Is it just me, or are some of your fondest memories getting to cook as a child? But, does the thought of cooking and baking with toddlers make you cringe thinking of the mess?
Head to toe covered in flour and sugar,
eggs stuck on the ceiling…
chocolate chips up the nose…
Of course it’s never that bad, and cooking and baking can be quite fun, even for us! There are two pieces of advice I have for you when you are cooking and baking with toddlers and preschoolers
- Before you start… mentally prepare beforehand and accept the mess. I’m being dramatic of course, but realize it is going to be messy, and messy experiences are good for our kids. Hopefully you’ll have so much fun that it won’t really be that big of a deal in the end anyway! And…
- Let go of the end result… commit this experience to your child’s learning and the experience you will have together. It’s also best to not count on your finished product being for something or someone- unless you are ok with imperfection. If it is an activity just for you and your child it will be easy to remind yourself that it’s ok if your Christmas cookies are too thick with tie die smears of frosting, or if your peanut butter balls look more like peanut butter blobs… the process is more important than the product!
Cooking and baking with young kids is such a rich and fun experience for them. I’ve never been around a young child who didn’t want to help in the kitchen. Let’s talk about some of the learning opportunities that take place in a cooking and baking activity…
Fine motor is probably one of the first I think of, from stirring a cupcake batter, rolling a cookie into a ball, or sprinkling in a pinch of salt, all of these activities are forcing those little muscles to work. These are the same muscles that they will later use to hold a pencil when they are learning to write. Let your child scoop, dump, pour, pinch, roll, squish, pat, tear, crush, mash, and shake as much as they can! Give assistance as it is needed for younger toddlers, demonstrate as needed for older toddlers, but then give them space to experiment on their own.
The next thing I think of is the sensory experience. It’s fun and important for kids to get messy every now and then to experience different textures. When you have the chance give your child the words to express what they are feeling… “that is so slimy!” “this peanut butter is sticky,” or “these crackers are really crunchy.” Also keep in mind that it’s really easy to get stuck in the mindset that sensory experiences are only those things that we touch, but keep in mind that sensory experiences can and should include all of our senses! Look for opportunities to point out something that you are smelling, like vanilla or peppermint extract, herbs and spices, or anything as it bakes in the oven. We can also have sensory experiences through what we are seeing, in things like colors and shapes. And of course one of the more fun senses to explore while doing a cooking activity is taste! When it’s safe (ie. no raw eggs or meat, or anything that might be icky for a child’s tummy) try and see how individual ingredients taste, compare a little salt and sugar, lick the pudding bowl, or when you’re making cookies… that heavenly concoction of brown sugar and butter, right before you add the eggs, yuuuummmm!

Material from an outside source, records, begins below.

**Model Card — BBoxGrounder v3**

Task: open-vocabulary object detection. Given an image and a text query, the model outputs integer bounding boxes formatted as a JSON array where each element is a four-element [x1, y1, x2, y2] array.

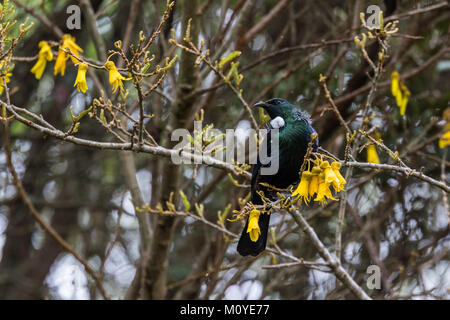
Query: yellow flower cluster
[[292, 158, 347, 206], [53, 34, 83, 76], [30, 34, 131, 94], [391, 71, 411, 116], [247, 209, 261, 242], [366, 144, 380, 163], [439, 107, 450, 149], [0, 62, 13, 95]]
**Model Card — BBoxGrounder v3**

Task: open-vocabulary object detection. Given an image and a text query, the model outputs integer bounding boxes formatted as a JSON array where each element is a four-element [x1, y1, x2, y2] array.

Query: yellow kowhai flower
[[320, 161, 339, 184], [366, 144, 380, 163], [308, 166, 322, 197], [391, 71, 402, 105], [292, 171, 312, 204], [439, 107, 450, 149], [105, 61, 131, 93], [398, 84, 411, 116], [31, 41, 53, 80], [0, 72, 12, 95], [73, 63, 88, 93], [314, 173, 338, 206], [247, 209, 261, 242], [440, 129, 450, 149], [54, 34, 83, 76], [331, 161, 347, 192]]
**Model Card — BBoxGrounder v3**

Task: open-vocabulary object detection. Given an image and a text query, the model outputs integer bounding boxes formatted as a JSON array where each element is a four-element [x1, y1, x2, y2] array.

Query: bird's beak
[[253, 102, 267, 109]]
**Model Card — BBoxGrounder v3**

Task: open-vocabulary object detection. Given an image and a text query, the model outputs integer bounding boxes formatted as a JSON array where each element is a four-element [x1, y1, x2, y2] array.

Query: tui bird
[[237, 98, 318, 256]]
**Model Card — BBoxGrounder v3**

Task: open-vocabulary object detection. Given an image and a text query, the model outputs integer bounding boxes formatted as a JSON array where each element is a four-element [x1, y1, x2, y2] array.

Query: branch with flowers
[[0, 0, 450, 299]]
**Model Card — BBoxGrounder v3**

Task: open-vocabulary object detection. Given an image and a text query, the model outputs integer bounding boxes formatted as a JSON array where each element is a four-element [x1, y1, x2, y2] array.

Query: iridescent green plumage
[[237, 98, 318, 256]]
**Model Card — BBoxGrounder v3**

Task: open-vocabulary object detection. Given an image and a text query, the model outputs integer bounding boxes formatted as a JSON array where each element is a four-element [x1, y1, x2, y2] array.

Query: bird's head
[[254, 98, 294, 119]]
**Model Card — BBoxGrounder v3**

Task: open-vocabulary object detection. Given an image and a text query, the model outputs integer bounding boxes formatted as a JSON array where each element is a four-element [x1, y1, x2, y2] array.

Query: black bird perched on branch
[[237, 98, 318, 256]]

Two of the less obvious experiences going on in a cooking and baking activity is early math and early science. You might be thinking I’m crazy to even talk about science and math for a toddler or preschooler, but keep in mind we are talking about the very early building blocks of these areas of learning. Even though we aren’t teaching our children what volume is, or how to use numbers in adding or subtracting, or the fact that they are really doing a science experiment by combining ingredients… they are gaining that experience every time they fill a measuring cup with flour, or a teaspoon with salt. Every time they help or hear you count in the number of eggs, and every time they see their ingredients transform over time in the oven, they are making those connections in their brain that they can build on later in their learning.
I love when it’s Fridays and we get to do a cooking activity together- it always feels like we saved the most fun for last! My kids love it, and I’m not going to lie, I look forward to the treat that we get to enjoy just as much as my kids! I’m by no means a food blogger or professional cook, but I have done my best in adapting most of the recipes to combine things I grew up with, things I’ve seen over the years, and things that I’ve learned in my own cooking experiences. If it makes sense to use your cookie recipe instead of mine, by all means, use your recipe. What I have provided is part of a plan, just the springboard for you to add in things that are meaningful to your family. And remember, ultimately, aside from all of the learning processes going on in these activities, the main goal is that you both enjoy one another and create meaningful experiences that just happen to take place in the kitchen. Happy cooking!